Colorado is lucky to have one of the best-known dinosaurs as its official state fossil. Stegosaurus lived in Colorado during the Jurassic Period, before the rise of the Rocky Mountains for which the state is now famous. One prominent specimen was discovered by high school students from Cañon City, west of Pueblo. Moving on to scaly critters with us yet today, the state reptile is the western painted turtle (Chrysemys picta bellii), a handsome shellback found throughout the state.
There are many more awesome things about Colorado, from the subtle beauty of the high plains in the east, to the sudden rise of the Front Range, to the blooms of the short alpine summer, but these will have to wait.

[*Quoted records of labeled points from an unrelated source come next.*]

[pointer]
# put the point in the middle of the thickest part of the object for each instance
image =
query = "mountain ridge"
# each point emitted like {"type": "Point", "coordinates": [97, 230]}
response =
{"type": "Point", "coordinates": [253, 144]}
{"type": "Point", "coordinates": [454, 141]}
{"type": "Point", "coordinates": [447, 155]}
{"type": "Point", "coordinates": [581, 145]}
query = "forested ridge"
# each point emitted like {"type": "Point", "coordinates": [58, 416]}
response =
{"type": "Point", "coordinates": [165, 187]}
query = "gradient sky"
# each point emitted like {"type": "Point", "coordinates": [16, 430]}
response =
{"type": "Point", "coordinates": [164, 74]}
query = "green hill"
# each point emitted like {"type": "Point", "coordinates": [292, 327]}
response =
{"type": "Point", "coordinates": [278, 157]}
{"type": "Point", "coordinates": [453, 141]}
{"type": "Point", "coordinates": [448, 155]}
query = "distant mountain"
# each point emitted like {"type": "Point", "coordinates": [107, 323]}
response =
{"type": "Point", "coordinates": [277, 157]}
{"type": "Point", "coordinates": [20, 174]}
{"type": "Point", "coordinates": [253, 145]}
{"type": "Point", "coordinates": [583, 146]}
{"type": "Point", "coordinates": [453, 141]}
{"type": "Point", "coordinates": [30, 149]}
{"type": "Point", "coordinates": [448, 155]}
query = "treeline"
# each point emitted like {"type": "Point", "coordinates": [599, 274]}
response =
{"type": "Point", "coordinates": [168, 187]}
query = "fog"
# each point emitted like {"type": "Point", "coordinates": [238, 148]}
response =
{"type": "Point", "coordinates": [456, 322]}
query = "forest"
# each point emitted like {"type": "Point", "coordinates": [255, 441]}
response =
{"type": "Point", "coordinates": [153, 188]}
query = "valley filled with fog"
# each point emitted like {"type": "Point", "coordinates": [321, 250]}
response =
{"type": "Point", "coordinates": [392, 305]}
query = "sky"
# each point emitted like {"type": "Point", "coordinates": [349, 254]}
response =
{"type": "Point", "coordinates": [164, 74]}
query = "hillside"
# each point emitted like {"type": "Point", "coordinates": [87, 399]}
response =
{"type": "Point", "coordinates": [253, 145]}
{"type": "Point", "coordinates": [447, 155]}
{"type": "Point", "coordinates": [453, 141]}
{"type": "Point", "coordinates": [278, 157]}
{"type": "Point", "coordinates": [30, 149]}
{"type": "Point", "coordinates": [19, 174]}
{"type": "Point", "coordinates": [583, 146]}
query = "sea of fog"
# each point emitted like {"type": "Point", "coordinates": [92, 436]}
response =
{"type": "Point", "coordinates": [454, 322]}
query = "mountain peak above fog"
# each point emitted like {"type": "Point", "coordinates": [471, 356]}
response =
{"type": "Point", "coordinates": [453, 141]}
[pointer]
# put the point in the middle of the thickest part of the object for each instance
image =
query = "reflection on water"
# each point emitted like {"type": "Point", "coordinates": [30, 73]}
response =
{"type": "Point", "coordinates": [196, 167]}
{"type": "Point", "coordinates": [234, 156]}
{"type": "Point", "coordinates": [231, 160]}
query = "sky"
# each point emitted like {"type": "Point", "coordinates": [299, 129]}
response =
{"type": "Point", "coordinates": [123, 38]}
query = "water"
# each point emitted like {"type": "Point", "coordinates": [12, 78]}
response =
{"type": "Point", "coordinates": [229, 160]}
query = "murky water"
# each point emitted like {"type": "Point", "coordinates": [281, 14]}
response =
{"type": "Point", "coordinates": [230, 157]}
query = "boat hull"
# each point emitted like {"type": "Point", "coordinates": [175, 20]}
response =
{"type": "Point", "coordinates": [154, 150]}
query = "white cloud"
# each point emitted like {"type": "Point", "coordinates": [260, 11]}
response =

Read more about Colorado state symbols from the state's Department of Personnel & Administration web site.
1 When I checked the list of Nevada state symbols to confirm my suspicion, I found that Nevada's official state mammal is the desert bighorn sheep (Ovis canadensis nelsoni), closely related to the Rocky Mountain bighorn sheep of Colorado. I don't know who's copying whom, but it's a good thing that Utah separates the Centennial and Silver States, preventing them from bickering like siblings in the back seat of a station wagon.